En el Vaticano, donde todo tiene forma de rito y hasta el silencio parece redactado por teólogos, el protocolo viste de negro. Pero hay excepciones que deslumbran, como si Dios mismo las hubiera aprobado con un gesto sutil desde la bóveda de la Capilla Sixtina. El ‘privilegio de blanco’ es la pasarela más antigua del mundo, donde solo unas pocas reinas pueden romper la norma y aparecer, literalmente, de blanco.
El blanco, en este contexto, no es inocencia: es poder. Solo seis mujeres en el mundo tienen el honor de llevarlo ante el Papa, como si fueran emisarias de una santidad heredada. Son las reinas Letizia de España, Matilde de Bélgica, Paola antes que ella, María Teresa de Luxemburgo, Charlène de Mónaco y la reina emérita doña Sofía. Mujeres con sangre azul, pero también con fe registrada en el Vaticano.

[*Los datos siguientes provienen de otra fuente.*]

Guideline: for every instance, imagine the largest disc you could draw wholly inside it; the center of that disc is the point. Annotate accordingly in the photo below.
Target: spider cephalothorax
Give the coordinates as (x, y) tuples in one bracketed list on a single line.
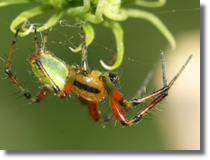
[(91, 86)]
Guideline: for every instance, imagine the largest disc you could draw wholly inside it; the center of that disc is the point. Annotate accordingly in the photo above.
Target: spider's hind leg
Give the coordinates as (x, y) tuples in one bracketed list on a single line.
[(117, 101), (7, 70)]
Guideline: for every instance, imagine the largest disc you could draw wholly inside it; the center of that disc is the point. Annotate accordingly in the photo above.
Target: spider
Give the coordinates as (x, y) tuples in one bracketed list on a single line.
[(92, 87)]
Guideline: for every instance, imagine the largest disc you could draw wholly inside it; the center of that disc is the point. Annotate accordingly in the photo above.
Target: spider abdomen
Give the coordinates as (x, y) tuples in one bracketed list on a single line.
[(55, 68)]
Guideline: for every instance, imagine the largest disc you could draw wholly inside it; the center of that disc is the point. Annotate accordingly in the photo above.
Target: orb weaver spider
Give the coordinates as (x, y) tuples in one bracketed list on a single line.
[(91, 86)]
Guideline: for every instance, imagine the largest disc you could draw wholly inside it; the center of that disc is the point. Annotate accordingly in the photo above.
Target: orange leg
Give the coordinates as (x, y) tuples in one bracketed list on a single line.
[(40, 96), (92, 107), (117, 101)]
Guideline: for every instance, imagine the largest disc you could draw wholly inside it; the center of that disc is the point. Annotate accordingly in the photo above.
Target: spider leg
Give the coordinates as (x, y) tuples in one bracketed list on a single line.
[(7, 70), (45, 40), (85, 68), (117, 101), (92, 107)]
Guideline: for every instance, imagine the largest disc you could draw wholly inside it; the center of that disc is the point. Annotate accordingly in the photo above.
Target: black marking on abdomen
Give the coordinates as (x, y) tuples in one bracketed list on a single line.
[(85, 87)]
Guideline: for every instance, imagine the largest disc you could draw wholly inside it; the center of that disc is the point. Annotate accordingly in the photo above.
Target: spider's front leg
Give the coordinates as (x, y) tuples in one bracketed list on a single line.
[(7, 70), (117, 101)]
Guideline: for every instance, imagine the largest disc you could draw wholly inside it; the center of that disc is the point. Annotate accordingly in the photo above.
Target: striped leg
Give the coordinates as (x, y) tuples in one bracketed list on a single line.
[(7, 70), (117, 101)]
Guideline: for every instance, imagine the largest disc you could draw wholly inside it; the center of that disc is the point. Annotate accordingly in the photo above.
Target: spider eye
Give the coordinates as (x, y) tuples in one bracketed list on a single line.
[(114, 78)]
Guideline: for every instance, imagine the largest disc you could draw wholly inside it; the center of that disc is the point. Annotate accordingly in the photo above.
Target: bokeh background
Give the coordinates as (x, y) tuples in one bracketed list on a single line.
[(65, 124)]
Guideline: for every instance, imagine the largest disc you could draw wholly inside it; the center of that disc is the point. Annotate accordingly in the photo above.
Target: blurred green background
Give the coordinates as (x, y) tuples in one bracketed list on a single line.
[(65, 124)]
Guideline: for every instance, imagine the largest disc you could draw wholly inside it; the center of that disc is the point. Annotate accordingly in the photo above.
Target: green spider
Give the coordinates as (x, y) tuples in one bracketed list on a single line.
[(95, 11), (92, 86)]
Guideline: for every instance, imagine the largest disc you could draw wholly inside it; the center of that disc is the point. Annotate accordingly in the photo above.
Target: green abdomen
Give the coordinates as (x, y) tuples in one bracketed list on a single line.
[(54, 67)]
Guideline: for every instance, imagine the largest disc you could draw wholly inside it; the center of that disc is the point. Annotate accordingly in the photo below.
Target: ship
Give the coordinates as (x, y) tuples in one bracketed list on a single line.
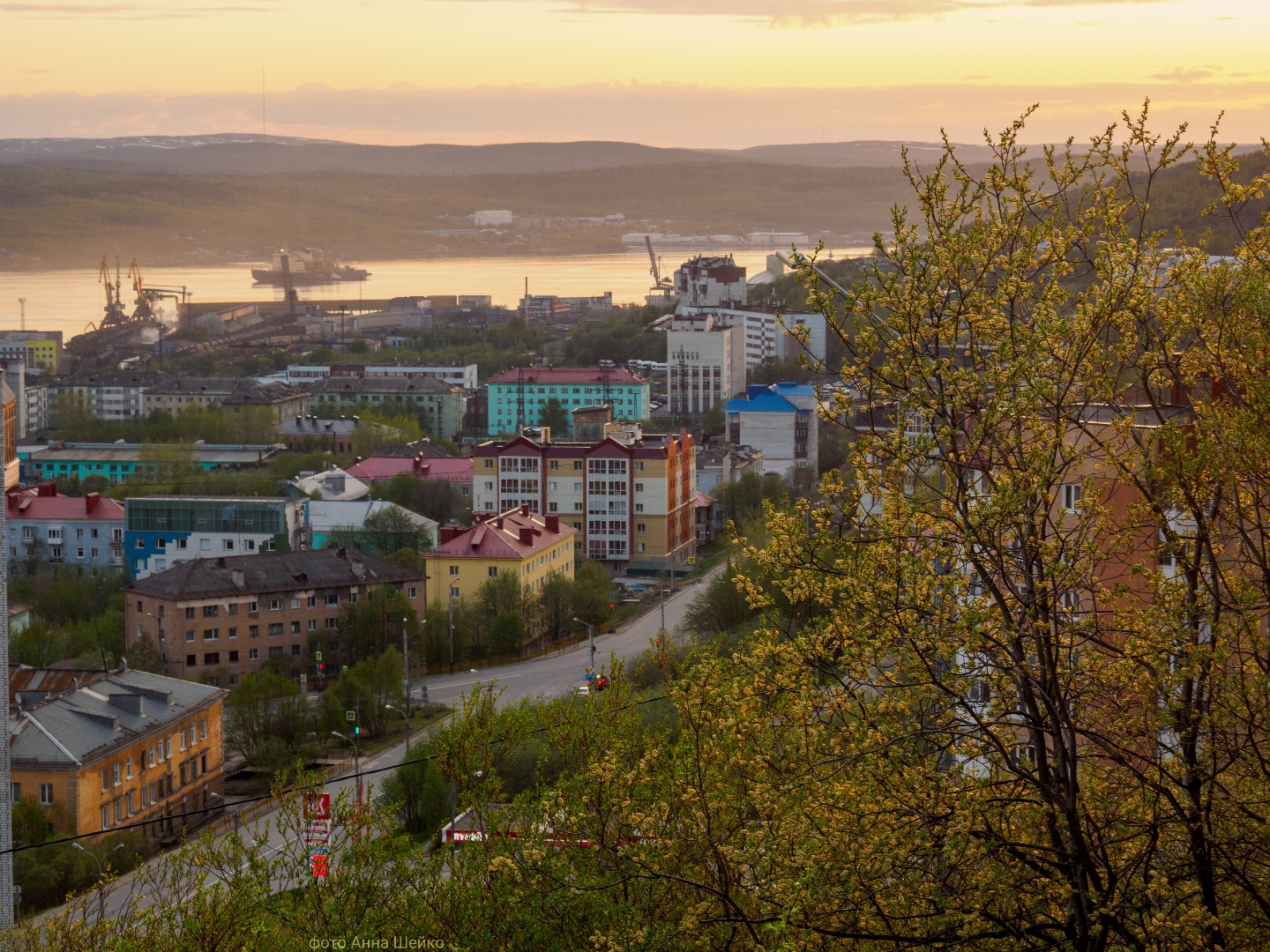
[(306, 265)]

Todo empezó con Victoria Eugenia de Battenberg, que en 1923 inauguró la tradición al vestirse de blanco frente a Pío XI. Desde entonces, este gesto se ha ido refinando como una joya litúrgica: encajes de chantilly, mantillas perfectamente planchadas, siluetas sobrias y zapatos que no buscan escándalo, pero pisan con historia. Es el blanco que no mancha, que no necesita justificación: el blanco de la Iglesia y la monarquía en diálogo mudo y milenario.
Cuando la reina Letizia se encontró con el Papa Francisco en 2014, muchos vieron en su traje blanco una declaración de estilo y diplomacia. Pero fue mucho más; porque en un mundo donde las monarquías se descafeínan y las religiones se mezclan, hay gestos que siguen hablando con la voz del tiempo.

Pero no todo blanco entra sin matices. El privilegio no es hereditario, ni vitalicio. Hay que ser reina consorte católica, con la bendición implícita de Roma. Y hasta dentro de ese microcosmos, hay elección: algunas optan por vestirse de negro incluso teniendo el derecho al blanco.
Ahora que el Papa Francisco ha muerto, y los ojos del mundo están puestos sobre las columnas de San Pedro, las reinas que asistan a su funeral decidirán si van de negro por el luto o de blanco por el linaje. El vestido, como siempre, dirá más que el discurso.

Y mientras los cardenales se preparan para encerrar sus votos bajo llave, las cámaras mirarán de reojo a esas mujeres de blanco. No por vanidad. Por liturgia, sí. Pero también porque, entre tantas túnicas, hay una moda que no se pasa. Una alta costura que nace de la fe… y del privilegio.